Religion - Currently this category is rather small, but includes words that might offend
certain users who have strong religious beliefs. This includes words and phrases
such as "god damnit", "anti-christ", etc.
Slang - Slang is a very broad category and includes most words that are not considered
direct swears. The slang category includes words such as airhead, bang, bimbo, etc.
Swear - Swear is a very broad category and includes all words that are only considered
direct swears. These words usually have no other meaning than profanity. The Swear
category includes words such as shit, ass, fuck, etc.
Youth - This category contains all the words that are dictionary words and have no slang
meanings but might be deemed inappropriate for younger users. This includes words
such as beastiality, bisexual, homosexual, etc.
This element is the main entry point into the Inversoft Profanity WebService. This controls
the behavior of the WebService as well as controls the results returned by the WebService.
This element has 6 attributes and two elements that are used to control the WebService.
The Elements
------------
The authentication element is used to supply to the WebService the client credentials. This
is required and is used to verify that the caller is valid and that the account for the
customer has not exceeded the monthly limits. This element is has further documentation for
more information.
The text element is how the WebService is given the String to work on. This is the text that
is to be filtered by the WebService. This element is required and should always contain a
CDATA block.
The Attributes
--------------
The tolerance attribute controls how strict or lenient the WebService should be. This
attribute informs the WebService that it should only check the text block for words whose
rating is equal to or greater than the tolerance. Each word that is checked contains by the
WebService contains a rating. The list of words can be purchased from Inversoft as the
Inversoft Bad Word Database if a complete list is required. You can also email Inversoft
to inquiry about the ratings for specific words at info@inversoft.com.
The replacementCharacter is only used if the WebService is being called in REPLACE mode
using the operation attribute. If the operation attribute is REPLACE than this element must
be specified.
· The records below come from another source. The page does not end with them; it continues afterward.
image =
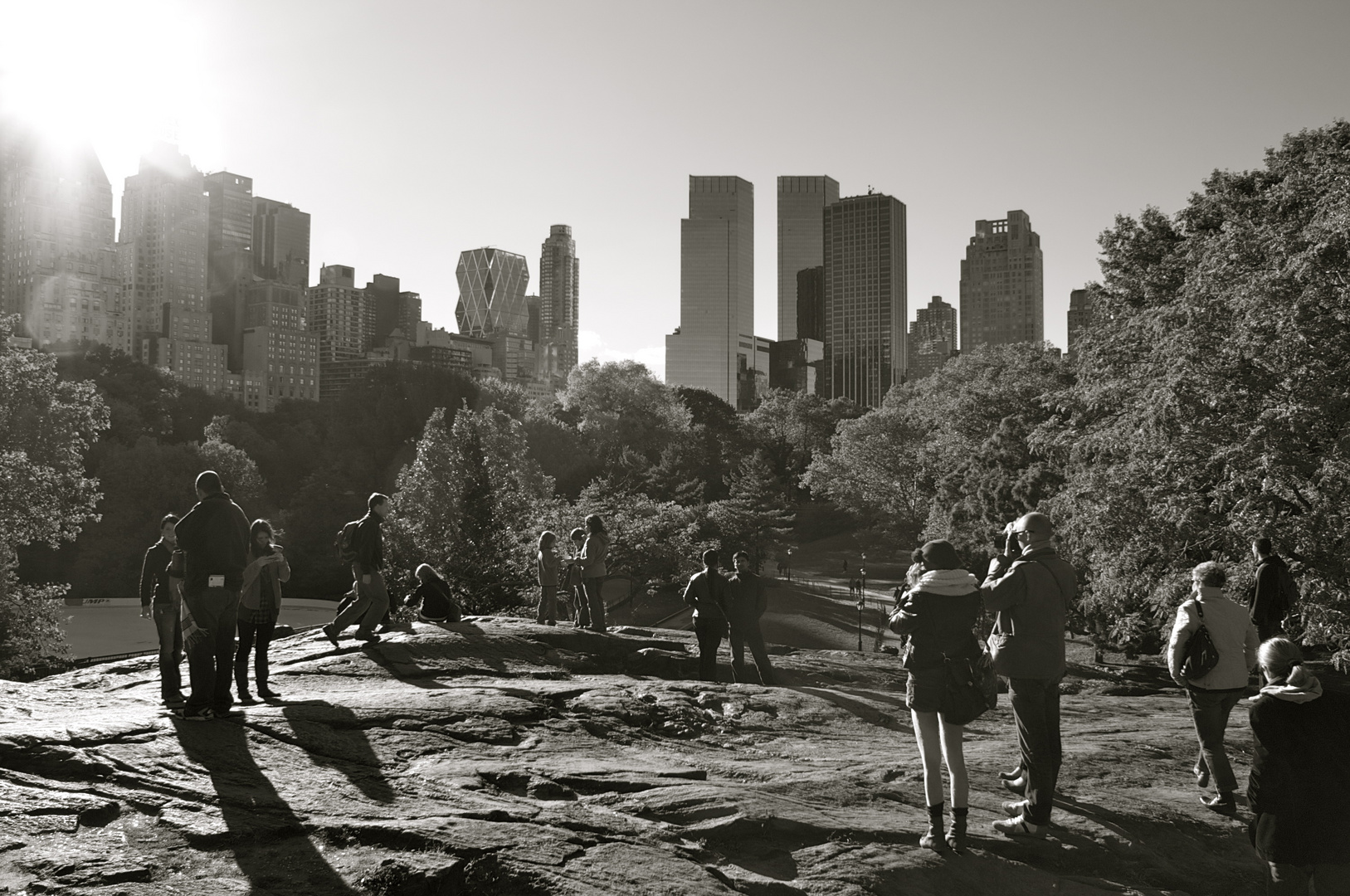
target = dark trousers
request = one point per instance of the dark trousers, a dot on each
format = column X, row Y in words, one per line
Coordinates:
column 1036, row 708
column 745, row 632
column 170, row 650
column 709, row 640
column 1210, row 713
column 211, row 650
column 249, row 635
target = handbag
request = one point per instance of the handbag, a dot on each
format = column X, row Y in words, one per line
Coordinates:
column 1199, row 656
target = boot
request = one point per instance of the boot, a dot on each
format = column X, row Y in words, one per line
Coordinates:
column 933, row 840
column 956, row 837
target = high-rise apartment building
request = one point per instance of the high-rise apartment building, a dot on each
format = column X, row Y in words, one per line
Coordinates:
column 1002, row 284
column 559, row 286
column 865, row 297
column 801, row 245
column 932, row 338
column 281, row 243
column 58, row 263
column 713, row 347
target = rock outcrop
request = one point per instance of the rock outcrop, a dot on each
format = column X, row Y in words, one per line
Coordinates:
column 497, row 756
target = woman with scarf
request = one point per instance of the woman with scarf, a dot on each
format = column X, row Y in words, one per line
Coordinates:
column 938, row 613
column 1299, row 787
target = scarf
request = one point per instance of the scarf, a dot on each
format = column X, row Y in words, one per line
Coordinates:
column 948, row 582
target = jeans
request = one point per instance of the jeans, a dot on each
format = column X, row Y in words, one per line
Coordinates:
column 211, row 650
column 250, row 632
column 1332, row 879
column 745, row 631
column 170, row 650
column 1210, row 713
column 370, row 606
column 709, row 640
column 1036, row 708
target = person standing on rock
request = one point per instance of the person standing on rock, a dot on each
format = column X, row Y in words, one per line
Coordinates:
column 1214, row 695
column 938, row 614
column 154, row 586
column 592, row 560
column 368, row 577
column 260, row 605
column 1299, row 786
column 706, row 592
column 213, row 538
column 747, row 599
column 1031, row 588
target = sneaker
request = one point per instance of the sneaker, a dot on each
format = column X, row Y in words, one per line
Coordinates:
column 1020, row 826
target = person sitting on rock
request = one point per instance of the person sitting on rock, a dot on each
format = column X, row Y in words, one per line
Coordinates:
column 938, row 614
column 432, row 597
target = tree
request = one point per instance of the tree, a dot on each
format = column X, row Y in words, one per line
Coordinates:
column 46, row 428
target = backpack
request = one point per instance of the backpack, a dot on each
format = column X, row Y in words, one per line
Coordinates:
column 344, row 543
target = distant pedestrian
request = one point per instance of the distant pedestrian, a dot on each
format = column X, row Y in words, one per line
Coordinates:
column 1299, row 786
column 593, row 568
column 155, row 587
column 546, row 570
column 706, row 592
column 938, row 614
column 260, row 605
column 432, row 597
column 1031, row 592
column 1214, row 695
column 213, row 538
column 372, row 601
column 747, row 601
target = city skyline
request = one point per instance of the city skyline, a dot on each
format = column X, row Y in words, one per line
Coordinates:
column 1111, row 126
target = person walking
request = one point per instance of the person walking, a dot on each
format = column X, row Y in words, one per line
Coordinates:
column 260, row 605
column 161, row 602
column 213, row 538
column 1031, row 588
column 1299, row 784
column 592, row 560
column 938, row 614
column 706, row 592
column 368, row 577
column 546, row 570
column 747, row 599
column 1214, row 695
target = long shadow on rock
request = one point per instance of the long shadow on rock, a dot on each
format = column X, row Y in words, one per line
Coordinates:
column 334, row 737
column 267, row 838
This character is used by the WebService to replace profanity in the text block.
For example, if the WebService is passed "This fucking website sucks" and a
replacementCharacter of '*' it will return the text "This ******* website sucks". If the
WebService is called in FIND mode, this attribute is ignored.
The profanityTypes attribute is a comma separated list of profanity types to find or replace.
This list uses the enumerated values of the profanityType simpleType. If you want to have
the WebService filter Slang, Swear and Religious words from the text block than this attribute
should be set to a value of "Slang,Swear,Religious".
The locale parameter controls which language the text block is. Currently, the Inversoft
Profanity WebService only works with American English, but in the future other languages
will be supported. This attribute is a combination of a language and country code and the
documentation for that type contains additional information. Currently, this attribute is
ignored and the WebService only finds/replaces American English profanity.
The filterType parameter is used to tune the performance of the WebService. There are
currently two settings, FAST and STANDARD. The FAST filterType informs the WebService that
it should work as quickly as possible. This however could cause complex and tricky instances
of profanity to be missed. The STANDARD filterType informs the WebService to work in standard
mode and find as much profanity as possible. The STANDARD filterType does cause the WebService
to run slower because it most make a more exhaustive scan of the text block. However, the
WebService is fully tuned and often medium sized text blocks of around 200-400 words can be
handled by the WebService and the STANDARD filterType in less than 100 miliseconds. This does
not include network latency.
The operation attribute tells the WebService what type of operation to perform. There are
currently two operations, find and replace. The result of each operation is different and
controls the results in the response XML document that the WebService returns. The FIND
operation informs the WebService to find all instances of profanity in the text block and
a list of matches is returned. These include the word that was matched and the location in
the text (see the response documentation for more information). The REPLACE operation
informs the WebService to replace all profanity in the text block with the
replacementCharacter and return the new text.
The rating is an integer from 1-10 that is used to tell the filter to be more or less
strict. Words that are considered more profane have a higher rating using a higher valued
integer. Words that are less offensive and profane have a lower rating. The rating is
mainly used to tune the performance of the filter while still capturing all the words
that the application wishes to filter. The higher the rating the fewer words that need
to be filtered and the fast the filter will perform.